With his mended clothes and untrimmed hair, Remus Lupin felt out of place in the gleaming, cavernous study, like a dandelion on a silver tray. Not what he would think of as a study, the room soared to a high, arched cieling. Huge, decadently tall windows streamed morning light onto the highly-polished stone surfaces of the floor and cieling, and onto the most striking presence in the room, an enormous portrait of the study's owner dressed in brilliant royal blue, blonde hair all smartly styled and in place, perfect teeth gleaming in a self-consciously charming grin. The only thing here he could relate to was the chocolate-chip muffin in his hand.

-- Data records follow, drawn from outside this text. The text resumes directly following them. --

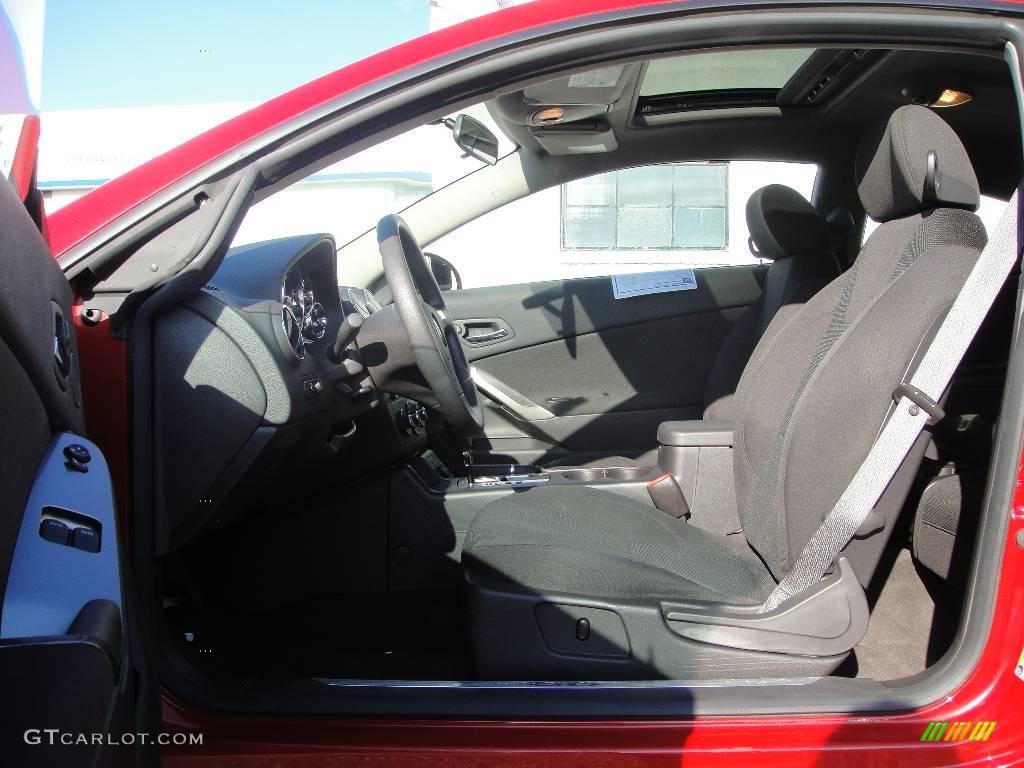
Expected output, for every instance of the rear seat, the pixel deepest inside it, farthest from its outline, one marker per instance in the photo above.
(788, 231)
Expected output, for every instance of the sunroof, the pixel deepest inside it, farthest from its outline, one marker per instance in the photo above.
(723, 71)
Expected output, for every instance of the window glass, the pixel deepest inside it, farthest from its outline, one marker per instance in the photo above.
(639, 219)
(658, 207)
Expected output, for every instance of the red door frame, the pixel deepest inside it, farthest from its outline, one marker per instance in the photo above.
(991, 692)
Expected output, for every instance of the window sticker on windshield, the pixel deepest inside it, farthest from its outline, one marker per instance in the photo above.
(627, 286)
(596, 79)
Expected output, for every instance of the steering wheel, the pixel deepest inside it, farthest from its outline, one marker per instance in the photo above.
(432, 337)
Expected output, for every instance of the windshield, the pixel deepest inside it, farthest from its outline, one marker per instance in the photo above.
(348, 198)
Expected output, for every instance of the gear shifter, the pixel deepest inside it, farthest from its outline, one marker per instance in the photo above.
(467, 461)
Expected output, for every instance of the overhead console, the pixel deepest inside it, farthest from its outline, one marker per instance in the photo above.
(569, 115)
(580, 113)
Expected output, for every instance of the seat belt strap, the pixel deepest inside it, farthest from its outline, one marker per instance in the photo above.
(915, 407)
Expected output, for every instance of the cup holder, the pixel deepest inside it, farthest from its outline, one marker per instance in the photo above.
(627, 473)
(584, 475)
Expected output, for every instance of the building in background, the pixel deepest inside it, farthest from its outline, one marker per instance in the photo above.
(637, 220)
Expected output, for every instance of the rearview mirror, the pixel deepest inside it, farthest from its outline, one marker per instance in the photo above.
(444, 272)
(475, 138)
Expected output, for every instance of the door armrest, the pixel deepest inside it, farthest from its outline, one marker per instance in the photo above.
(695, 433)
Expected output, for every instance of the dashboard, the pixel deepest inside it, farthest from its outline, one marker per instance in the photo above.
(250, 406)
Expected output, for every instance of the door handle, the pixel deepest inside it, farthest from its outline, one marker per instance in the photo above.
(501, 333)
(485, 331)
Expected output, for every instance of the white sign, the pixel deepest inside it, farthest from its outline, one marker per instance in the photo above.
(627, 286)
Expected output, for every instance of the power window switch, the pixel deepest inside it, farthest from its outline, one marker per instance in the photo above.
(53, 530)
(85, 539)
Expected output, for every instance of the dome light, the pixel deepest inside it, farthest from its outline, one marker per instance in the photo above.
(951, 97)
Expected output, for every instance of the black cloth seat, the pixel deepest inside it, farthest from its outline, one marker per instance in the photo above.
(809, 404)
(601, 544)
(786, 230)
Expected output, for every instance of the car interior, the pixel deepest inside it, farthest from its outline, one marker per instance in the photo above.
(358, 474)
(366, 512)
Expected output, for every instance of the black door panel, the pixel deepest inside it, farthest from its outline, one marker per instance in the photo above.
(579, 374)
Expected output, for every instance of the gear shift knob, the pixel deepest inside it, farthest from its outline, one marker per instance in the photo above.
(346, 335)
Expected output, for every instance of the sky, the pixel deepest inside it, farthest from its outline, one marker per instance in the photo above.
(111, 53)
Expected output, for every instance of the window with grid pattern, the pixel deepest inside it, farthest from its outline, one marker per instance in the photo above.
(682, 206)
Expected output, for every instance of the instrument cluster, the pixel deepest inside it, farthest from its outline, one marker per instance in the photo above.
(303, 317)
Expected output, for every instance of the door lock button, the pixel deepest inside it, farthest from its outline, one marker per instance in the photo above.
(583, 630)
(53, 530)
(78, 452)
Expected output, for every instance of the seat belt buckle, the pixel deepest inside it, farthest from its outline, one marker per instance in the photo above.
(668, 497)
(922, 400)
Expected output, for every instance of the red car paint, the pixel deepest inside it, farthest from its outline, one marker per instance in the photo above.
(74, 223)
(991, 691)
(24, 164)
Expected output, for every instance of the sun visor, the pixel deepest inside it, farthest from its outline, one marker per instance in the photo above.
(603, 86)
(589, 138)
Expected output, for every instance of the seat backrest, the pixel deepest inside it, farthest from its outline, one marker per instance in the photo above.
(819, 384)
(786, 230)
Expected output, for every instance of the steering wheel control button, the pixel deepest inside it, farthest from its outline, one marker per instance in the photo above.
(78, 452)
(85, 539)
(53, 530)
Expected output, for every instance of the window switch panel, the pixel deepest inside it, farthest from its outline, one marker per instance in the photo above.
(53, 530)
(85, 539)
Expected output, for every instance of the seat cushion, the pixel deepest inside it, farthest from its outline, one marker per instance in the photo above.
(579, 541)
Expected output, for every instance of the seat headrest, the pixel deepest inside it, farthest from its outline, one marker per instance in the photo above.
(782, 223)
(912, 163)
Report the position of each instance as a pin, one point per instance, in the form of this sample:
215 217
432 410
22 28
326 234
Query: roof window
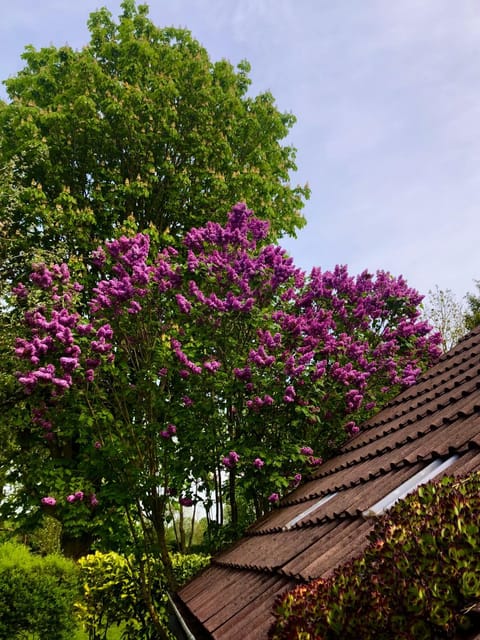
422 477
313 507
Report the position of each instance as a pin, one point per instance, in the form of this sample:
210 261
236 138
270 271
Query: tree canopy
218 372
138 122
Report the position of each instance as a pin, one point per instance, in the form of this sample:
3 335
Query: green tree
139 122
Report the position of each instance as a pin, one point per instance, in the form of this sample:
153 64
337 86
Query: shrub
36 594
418 579
113 595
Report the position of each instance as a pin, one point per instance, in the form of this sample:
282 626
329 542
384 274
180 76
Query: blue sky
387 100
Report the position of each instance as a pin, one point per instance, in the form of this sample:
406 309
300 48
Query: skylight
313 507
425 475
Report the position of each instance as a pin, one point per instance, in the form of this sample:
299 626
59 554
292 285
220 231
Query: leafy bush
418 579
36 594
113 592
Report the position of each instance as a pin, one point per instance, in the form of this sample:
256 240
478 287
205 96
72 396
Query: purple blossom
306 451
231 460
258 463
212 365
49 501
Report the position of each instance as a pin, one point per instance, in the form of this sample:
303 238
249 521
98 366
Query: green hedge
418 579
112 594
37 594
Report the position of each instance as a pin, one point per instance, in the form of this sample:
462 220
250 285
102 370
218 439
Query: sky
387 100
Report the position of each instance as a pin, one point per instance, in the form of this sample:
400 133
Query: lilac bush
221 366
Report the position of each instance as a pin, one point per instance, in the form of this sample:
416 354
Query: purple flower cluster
231 460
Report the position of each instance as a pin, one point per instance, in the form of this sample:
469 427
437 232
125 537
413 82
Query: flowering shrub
418 579
220 362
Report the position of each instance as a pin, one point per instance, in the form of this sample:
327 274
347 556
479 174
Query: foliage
418 578
46 538
111 595
140 121
446 315
233 338
209 373
472 315
36 594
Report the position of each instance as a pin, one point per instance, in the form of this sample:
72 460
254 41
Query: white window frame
422 477
313 507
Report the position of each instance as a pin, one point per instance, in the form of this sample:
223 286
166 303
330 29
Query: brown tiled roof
435 419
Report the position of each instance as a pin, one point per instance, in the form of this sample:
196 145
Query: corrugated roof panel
438 417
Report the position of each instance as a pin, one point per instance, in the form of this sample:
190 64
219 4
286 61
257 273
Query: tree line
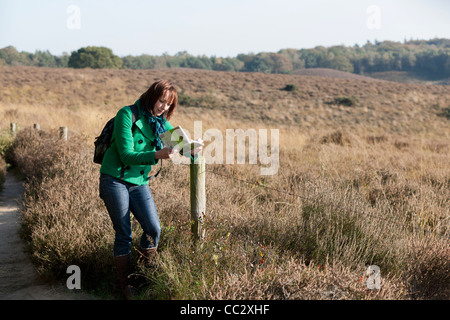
428 58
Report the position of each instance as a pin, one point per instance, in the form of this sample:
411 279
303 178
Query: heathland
363 179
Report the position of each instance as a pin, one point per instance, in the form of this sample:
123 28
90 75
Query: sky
222 28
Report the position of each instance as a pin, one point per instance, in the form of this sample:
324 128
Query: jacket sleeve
125 143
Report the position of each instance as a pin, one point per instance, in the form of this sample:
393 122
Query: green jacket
132 154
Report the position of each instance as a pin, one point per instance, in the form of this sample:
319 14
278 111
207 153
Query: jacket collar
143 125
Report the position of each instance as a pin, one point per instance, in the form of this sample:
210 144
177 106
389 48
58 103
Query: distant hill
414 61
331 73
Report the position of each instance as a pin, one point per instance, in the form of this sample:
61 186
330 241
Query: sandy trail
19 279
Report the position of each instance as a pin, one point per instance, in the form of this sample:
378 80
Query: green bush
94 57
345 101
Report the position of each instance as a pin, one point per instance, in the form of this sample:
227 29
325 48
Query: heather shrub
2 172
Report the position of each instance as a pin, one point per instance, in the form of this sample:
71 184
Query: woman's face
162 105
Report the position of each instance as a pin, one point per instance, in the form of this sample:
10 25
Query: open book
177 139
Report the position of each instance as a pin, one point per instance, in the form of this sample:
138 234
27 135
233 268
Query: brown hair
156 91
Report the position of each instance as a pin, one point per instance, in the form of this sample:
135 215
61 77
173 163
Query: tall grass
359 186
309 232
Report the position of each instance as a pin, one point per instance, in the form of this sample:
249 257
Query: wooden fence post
13 127
198 197
63 133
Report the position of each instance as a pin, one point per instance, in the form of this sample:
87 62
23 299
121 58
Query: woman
124 174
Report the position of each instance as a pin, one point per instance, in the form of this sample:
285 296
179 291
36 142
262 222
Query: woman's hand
165 153
197 150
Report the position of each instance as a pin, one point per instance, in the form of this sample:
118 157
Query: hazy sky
215 27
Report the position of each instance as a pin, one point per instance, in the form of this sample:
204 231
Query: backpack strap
134 113
134 117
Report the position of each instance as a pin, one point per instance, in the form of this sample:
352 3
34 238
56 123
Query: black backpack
104 140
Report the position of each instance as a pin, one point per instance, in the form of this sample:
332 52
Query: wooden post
198 197
13 128
63 133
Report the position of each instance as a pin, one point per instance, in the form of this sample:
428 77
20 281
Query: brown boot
124 271
147 255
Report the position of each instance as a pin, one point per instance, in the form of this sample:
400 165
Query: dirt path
18 277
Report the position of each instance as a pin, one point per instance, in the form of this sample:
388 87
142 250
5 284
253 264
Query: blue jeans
120 198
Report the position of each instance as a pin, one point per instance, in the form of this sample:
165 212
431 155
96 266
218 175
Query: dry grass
356 186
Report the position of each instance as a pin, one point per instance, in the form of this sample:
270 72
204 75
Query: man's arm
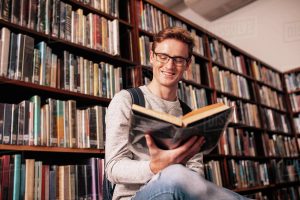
120 165
160 159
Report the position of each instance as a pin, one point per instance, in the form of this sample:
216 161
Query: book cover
169 131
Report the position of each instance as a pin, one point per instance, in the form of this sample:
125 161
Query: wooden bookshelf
253 78
254 84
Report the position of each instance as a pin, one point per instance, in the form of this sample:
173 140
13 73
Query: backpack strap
185 108
137 96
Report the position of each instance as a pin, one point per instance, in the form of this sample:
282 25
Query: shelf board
270 86
253 188
19 148
67 44
294 91
222 66
235 97
296 113
244 126
272 108
55 92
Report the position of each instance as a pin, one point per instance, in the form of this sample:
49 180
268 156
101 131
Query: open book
169 131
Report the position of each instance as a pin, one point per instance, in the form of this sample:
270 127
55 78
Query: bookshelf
253 145
70 66
61 63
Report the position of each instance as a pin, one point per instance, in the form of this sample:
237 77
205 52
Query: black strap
137 96
185 108
139 99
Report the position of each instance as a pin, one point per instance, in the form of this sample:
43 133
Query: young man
165 174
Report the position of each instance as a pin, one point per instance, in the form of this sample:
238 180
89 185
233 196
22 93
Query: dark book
27 63
169 131
36 66
15 11
24 12
7 123
93 127
2 106
55 18
41 16
14 123
5 10
32 14
62 20
20 56
13 56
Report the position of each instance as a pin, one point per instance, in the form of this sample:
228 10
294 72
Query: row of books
278 145
221 54
237 142
275 121
56 18
94 32
154 20
285 170
199 42
38 64
292 81
242 173
55 123
297 124
110 7
271 98
225 81
24 178
267 76
192 96
292 193
193 73
145 47
247 173
244 113
295 102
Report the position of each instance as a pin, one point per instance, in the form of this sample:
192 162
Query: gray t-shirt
128 170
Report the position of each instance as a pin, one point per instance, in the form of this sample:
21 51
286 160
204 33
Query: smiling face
168 74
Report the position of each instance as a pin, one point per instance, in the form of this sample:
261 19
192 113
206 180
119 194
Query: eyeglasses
177 60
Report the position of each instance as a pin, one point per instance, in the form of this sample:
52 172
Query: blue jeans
177 182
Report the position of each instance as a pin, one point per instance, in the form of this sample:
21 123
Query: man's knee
181 178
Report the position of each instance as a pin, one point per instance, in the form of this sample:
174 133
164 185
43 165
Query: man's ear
151 56
188 64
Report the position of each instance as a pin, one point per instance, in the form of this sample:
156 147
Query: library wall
269 30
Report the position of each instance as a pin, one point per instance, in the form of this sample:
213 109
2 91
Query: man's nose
170 63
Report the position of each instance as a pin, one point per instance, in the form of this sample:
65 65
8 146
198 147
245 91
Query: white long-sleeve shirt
127 170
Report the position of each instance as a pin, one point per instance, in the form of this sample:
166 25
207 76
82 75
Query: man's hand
160 159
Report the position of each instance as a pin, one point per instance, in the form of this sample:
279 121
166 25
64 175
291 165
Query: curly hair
177 33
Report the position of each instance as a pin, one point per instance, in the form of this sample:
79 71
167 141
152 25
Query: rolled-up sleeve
120 166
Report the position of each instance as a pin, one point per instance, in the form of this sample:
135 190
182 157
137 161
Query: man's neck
166 93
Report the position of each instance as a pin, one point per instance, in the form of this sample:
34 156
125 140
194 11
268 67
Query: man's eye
163 57
179 60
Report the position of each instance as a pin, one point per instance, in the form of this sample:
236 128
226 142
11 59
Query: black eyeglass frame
187 60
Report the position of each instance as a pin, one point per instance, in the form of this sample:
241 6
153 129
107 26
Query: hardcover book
169 132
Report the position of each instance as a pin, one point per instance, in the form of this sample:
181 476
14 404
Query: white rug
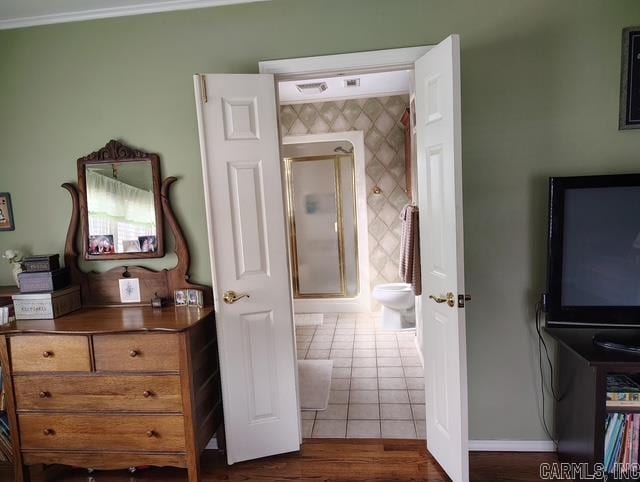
308 319
315 382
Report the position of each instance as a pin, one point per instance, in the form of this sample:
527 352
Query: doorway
238 129
376 388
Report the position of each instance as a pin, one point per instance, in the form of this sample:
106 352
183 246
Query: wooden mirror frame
102 289
116 152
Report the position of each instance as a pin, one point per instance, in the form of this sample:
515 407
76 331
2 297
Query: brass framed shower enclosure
316 216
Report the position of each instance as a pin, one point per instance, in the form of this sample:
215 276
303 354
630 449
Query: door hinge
462 299
203 88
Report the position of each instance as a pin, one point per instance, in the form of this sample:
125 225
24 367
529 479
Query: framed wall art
630 79
6 213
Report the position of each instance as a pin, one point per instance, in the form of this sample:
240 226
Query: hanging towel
410 248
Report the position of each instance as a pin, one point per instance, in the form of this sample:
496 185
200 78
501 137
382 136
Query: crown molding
110 12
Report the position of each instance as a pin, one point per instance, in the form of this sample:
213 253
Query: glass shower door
318 212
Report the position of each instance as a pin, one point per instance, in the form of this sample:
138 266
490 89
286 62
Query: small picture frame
131 246
195 298
148 244
181 297
630 79
6 213
129 290
101 244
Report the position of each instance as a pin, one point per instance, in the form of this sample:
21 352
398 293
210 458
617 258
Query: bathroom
348 164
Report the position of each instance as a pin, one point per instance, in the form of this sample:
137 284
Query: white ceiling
371 85
26 13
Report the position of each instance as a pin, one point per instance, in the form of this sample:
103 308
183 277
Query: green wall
540 85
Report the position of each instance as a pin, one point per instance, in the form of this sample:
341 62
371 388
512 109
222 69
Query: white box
39 306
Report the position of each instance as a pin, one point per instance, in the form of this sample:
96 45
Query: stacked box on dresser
44 290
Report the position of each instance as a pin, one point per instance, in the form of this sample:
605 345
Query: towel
410 248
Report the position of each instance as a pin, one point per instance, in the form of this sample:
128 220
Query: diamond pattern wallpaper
379 119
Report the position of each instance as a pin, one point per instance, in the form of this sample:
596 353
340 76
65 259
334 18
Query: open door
240 151
439 151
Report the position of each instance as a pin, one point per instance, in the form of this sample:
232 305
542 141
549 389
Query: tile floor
377 386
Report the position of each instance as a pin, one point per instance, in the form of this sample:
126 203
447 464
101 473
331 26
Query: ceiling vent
312 88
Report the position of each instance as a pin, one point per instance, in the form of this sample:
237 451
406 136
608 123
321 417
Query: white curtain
119 209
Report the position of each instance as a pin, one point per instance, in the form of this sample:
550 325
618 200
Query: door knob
449 299
231 297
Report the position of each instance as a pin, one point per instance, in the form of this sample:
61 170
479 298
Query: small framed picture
148 244
196 298
129 290
630 79
101 244
6 213
181 297
131 246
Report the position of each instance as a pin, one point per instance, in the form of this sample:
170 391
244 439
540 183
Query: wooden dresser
111 388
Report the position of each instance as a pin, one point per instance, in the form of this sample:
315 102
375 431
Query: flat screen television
594 251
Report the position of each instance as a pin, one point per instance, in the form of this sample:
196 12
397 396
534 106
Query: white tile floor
377 385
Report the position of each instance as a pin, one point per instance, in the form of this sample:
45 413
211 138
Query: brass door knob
449 299
231 297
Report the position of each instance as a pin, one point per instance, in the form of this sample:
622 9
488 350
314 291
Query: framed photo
630 79
131 246
6 213
181 297
129 290
148 244
101 244
195 298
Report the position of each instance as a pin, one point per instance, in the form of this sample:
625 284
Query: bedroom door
439 160
240 153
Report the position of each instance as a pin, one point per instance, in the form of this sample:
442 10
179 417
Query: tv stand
581 385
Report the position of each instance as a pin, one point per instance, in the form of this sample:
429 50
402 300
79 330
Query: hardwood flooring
335 460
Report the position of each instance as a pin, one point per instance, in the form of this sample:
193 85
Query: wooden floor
336 460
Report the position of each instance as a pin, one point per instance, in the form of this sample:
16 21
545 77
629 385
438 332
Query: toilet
398 306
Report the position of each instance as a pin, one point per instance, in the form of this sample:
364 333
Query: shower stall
324 240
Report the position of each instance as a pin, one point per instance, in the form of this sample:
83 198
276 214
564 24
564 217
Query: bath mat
308 319
315 382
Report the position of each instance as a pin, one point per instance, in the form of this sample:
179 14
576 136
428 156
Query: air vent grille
312 88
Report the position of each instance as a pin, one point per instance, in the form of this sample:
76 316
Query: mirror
120 204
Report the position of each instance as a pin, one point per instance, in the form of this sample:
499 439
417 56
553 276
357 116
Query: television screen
594 250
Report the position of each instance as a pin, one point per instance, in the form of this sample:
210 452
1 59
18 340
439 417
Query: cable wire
542 343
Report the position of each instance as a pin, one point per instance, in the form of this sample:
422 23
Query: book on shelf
622 438
623 391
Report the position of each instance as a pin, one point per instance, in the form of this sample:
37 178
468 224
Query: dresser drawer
43 353
152 352
145 433
87 393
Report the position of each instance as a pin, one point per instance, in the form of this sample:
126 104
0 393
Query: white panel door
240 151
439 151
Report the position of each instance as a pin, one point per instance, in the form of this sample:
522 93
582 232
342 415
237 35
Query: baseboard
511 446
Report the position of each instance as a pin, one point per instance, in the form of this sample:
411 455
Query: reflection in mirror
121 208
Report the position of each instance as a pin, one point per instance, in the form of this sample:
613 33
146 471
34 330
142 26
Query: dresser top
115 320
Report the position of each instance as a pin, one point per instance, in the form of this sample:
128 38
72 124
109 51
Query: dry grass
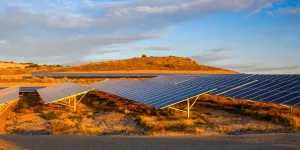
12 65
104 114
46 80
146 63
265 111
149 64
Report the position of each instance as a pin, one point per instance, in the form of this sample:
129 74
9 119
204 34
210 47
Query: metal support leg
75 104
291 110
189 108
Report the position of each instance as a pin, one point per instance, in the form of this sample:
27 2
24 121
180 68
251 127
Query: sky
249 36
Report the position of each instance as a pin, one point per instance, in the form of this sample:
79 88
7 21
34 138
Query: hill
170 63
12 65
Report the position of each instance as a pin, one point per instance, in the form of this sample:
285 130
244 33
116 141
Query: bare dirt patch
104 114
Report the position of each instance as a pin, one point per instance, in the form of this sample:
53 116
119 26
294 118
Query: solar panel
281 89
174 79
9 94
60 91
156 94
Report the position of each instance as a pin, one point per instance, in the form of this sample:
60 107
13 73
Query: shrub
169 65
49 116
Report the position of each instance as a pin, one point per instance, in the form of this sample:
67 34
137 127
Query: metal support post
189 108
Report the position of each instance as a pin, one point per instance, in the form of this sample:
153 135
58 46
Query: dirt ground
162 72
104 116
241 142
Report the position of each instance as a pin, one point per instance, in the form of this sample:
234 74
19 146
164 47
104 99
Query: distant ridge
170 63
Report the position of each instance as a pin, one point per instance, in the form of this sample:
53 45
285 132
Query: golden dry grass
104 114
146 63
267 111
12 65
169 64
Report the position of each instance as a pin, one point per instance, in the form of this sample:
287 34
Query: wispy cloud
291 10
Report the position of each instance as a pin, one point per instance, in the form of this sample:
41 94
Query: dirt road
263 142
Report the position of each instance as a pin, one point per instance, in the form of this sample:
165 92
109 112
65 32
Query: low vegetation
104 114
143 63
170 63
265 111
58 80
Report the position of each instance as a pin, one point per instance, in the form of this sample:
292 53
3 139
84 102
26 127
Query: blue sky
251 36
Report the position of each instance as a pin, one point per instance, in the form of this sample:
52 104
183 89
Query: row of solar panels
287 77
9 94
164 91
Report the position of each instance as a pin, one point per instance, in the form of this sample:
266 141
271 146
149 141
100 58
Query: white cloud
291 10
46 30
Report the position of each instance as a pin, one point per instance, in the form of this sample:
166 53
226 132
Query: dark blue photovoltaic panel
9 94
280 89
156 94
53 93
171 79
165 90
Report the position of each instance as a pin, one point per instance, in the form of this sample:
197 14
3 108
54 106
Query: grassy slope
148 63
12 65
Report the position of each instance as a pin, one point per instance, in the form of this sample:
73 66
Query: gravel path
241 142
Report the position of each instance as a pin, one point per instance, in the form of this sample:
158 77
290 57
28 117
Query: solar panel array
159 95
9 94
282 89
53 93
163 91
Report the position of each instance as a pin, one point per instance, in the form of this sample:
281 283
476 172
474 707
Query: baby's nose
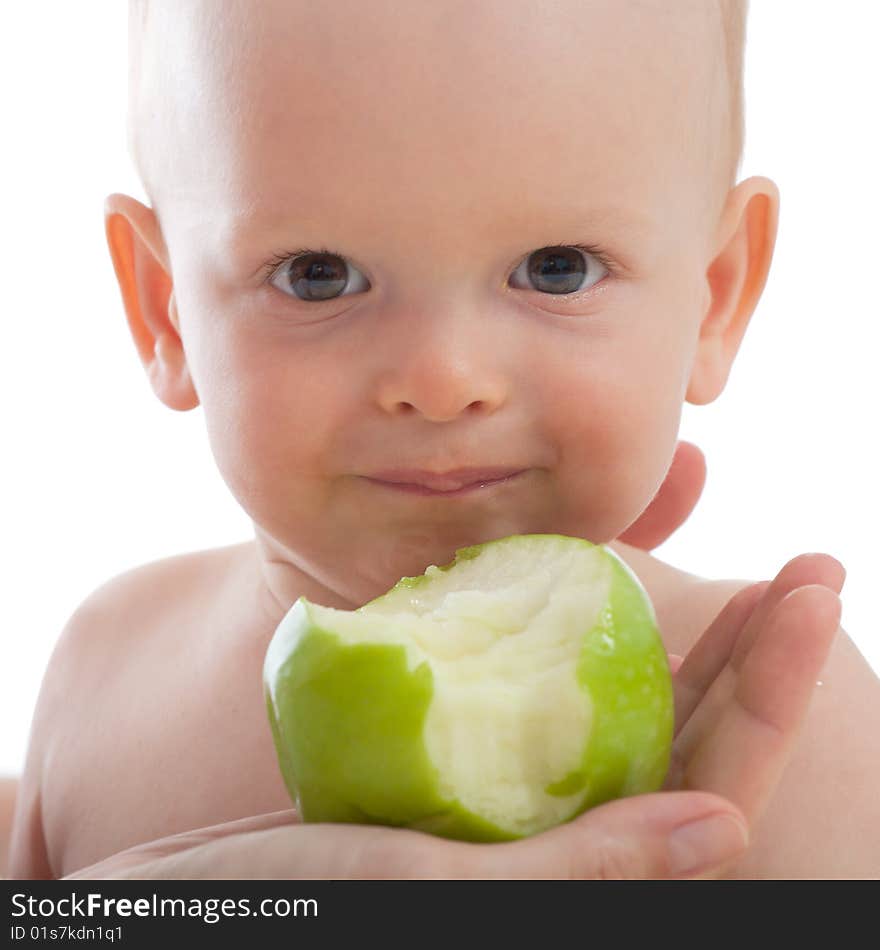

"Please, Mr. Lupin, have a seat. Make yourself comfortable," Gilderoy Lockhart invited brightly, his crisp robes hissing with every motion as he settled in at the breakfast table with the red-bound book Lupin had brought. Sitting on the table were the tea service and the plate of muffins---two of four were left---and also a blank contract parchment and a quill.

"If you'll please excuse me, I'd rather stand," Lupin said. "I don't mean to be rude, but I can't bear to watch someone judging my work." He paused for a moment. "I would like to ask you, though, how Mr. Grosblack came to tell you about me."

"Hm?" Lockhart looked up. "How did you know it was him?"

"I happened to find that I no longer felt resistance toward telling people I'd written his book, so I knew that he'd broken his contract with me. To you, I assume."

"Oh, I'm terribly sorry!" Lockhart exclaimed, obviously feigning. "I had no idea there was a contract involved! I was just so impressed with the book I wanted to talk to him about it, and when it turned out to be someone else's, I wanted to know about that person, so he told me. I thought it was as simple as that."

That was unlikely. Knowing that it took a great act of will to break such a magical contract, Lupin wondered what could have induced Edwin Grosblack to tell someone like Lockhart that he'd used a ghost-writer and that said ghost-writer was a werewolf---someone thus forced to sell his research for a fraction of its value and see it printed in others' names because publishers refused to deal with him directly. Probably, he thought, it had been a matter of money.

Turning his back to the huge portrait, Lupin looked over the only bookshelf in the wide study. From what he could see, only one author was represented. Travels with Trolls, Gadding with Ghouls, Break with a Banshee . . .

"Well, it already sort of looks like one of mine..." Gilderoy Lockhart mused, turning Lupin's book this way and that before he opened it.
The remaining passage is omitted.